Keywords: cannabinoids, cerebellum, long-term depression, long-term potentiation, parallel fiber, Purkinje cell

Introduction

Long-term depression (LTD) at cerebellar parallel fiber (PF)–Purkinje cell (PC) synapses is considered a cellular correlate of cerebellar motor learning (Hansel et al., 2001; Ito, 2001). Whereas PF-LTD induction requires the simultaneous activity of the PF and the climbing fiber (CF) inputs onto PCs at low frequencies (e.g., 1 Hz for 5 min), PF stimulation alone leads to the induction of long-term potentiation (LTP) (Lev-Ram et al., 2002; Coesmans et al., 2004).
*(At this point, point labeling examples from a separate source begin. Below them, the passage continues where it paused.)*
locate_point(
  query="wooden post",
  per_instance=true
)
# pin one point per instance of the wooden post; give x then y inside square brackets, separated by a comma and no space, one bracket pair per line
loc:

The CF acts as a heterosynaptic control switch for postynaptic PF plasticity: CF-evoked complex spikes evoke large dendritic calcium transients that trigger LTD induction, whereas LTP results from smaller calcium transients in the absence of complex spikes (Coesmans et al., 2004). PF stimulation alone can also elicit a presynaptically expressed form of PF-LTP when applied for short durations at high frequencies (e.g., 8 Hz for 15 s) (Salin et al., 1996). Induction of presynaptic PF-LTP depends on the activation of calcium/calmodulin-sensitive adenylyl cyclase I and the subsequent activation of cAMP-dependent kinase [protein kinase A (PKA)] (Salin et al., 1996; Chen and Regehr, 1997; Linden, 1997; Storm et al., 1998; Jacoby et al., 2001).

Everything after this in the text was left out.